Politicians have nonetheless largely steered clear of the Web because each
individual controls his exposure and politics is only interested in the
mass dissemination of ideology and spin. The television and tabloid
press remain the main vehicles for the formation of opinion.
Nonetheless the Web is, I suspect, shrinking in its empowerment of
individuals as it expands in its globalising commercialisation.
Information overload is not as worrying as information degradation.
Never has there been so much choice; but, on the other hand, never has
there been so much trash. Parallel developments can be discerned in
other digital media, particularly non-terrestial TV.

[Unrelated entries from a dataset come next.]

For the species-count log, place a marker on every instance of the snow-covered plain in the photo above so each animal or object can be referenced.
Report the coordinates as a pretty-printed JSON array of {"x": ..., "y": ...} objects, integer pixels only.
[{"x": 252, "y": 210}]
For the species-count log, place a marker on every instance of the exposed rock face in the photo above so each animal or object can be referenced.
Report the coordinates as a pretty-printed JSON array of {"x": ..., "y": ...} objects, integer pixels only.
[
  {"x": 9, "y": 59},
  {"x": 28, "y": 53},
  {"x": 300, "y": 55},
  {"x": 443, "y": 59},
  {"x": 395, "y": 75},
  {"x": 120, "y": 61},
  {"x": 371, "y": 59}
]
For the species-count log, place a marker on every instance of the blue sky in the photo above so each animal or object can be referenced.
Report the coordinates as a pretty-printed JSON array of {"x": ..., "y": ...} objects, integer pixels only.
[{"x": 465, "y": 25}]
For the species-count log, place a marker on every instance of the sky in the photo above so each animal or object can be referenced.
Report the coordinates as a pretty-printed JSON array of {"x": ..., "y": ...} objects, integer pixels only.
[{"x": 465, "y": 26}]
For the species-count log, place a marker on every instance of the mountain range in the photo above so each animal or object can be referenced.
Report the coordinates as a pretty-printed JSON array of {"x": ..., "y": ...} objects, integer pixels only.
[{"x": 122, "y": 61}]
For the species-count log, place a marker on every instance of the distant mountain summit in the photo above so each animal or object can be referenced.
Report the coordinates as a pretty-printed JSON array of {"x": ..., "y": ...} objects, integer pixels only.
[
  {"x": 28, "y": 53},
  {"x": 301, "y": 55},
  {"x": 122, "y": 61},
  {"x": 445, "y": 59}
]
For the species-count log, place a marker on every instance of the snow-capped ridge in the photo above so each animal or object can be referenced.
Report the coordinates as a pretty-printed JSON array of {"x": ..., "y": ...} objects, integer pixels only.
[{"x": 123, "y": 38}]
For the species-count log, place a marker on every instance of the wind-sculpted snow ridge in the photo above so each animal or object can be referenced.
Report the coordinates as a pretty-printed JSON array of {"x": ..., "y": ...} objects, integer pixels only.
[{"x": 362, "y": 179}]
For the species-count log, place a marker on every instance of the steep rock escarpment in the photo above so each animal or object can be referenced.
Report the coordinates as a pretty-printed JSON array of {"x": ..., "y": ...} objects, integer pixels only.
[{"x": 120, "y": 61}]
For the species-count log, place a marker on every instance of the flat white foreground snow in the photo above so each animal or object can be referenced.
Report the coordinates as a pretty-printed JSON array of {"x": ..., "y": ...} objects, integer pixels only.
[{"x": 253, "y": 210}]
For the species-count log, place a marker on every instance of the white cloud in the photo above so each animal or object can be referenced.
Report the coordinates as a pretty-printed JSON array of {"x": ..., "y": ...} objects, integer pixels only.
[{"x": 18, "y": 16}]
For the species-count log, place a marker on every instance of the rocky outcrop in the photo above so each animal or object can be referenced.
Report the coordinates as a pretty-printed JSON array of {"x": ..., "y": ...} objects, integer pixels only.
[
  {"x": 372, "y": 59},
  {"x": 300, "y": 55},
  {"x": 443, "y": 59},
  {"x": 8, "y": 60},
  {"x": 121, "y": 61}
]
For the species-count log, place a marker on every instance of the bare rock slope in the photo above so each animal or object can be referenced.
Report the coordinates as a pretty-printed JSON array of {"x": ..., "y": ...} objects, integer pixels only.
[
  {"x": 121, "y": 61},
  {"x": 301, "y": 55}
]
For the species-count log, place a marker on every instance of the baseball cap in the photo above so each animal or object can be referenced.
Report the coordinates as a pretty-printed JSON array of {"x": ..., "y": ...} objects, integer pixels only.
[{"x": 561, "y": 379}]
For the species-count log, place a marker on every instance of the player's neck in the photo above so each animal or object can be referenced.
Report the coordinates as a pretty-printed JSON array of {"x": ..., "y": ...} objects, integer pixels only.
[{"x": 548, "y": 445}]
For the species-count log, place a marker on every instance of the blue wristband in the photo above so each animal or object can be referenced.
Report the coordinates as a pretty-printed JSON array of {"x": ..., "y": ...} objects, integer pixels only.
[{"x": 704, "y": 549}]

Of course there is always the "off" button, but
much trashy information is mesmerising in its very banality. It
tends to send us to sleep, not physically you understand, (although that
sometimes!), but spiritually. We are far less likely to ask the
"Big Questions" if our minds have been numbed by the shallow and
inconsequential ones. Soaps, they say, imitate life. No, they
replace and subvert life. We still have "bread and
circuses." Today, it's the TV Quiz Show.
Perhaps we put too much of a premium on
"communication" anyway. Communion is at the heart of the
Orthodox life, not communication. We are saved by our union with
God, (our progressive theiosis), not simply by knowing things about God,
(or the world). Natural knowledge and human intercourse has its
place but it can be no substitute for that transformative encounter which
is at the very heart of our walk with God and each other. Perhaps
all this communication is just a diversion, a distraction from the real
business of life. Perhaps we should turn off our computers,
disconnect the phones, cancel the papers for a week and devote all that
extra time to prayer. Webmaster, heal thyself!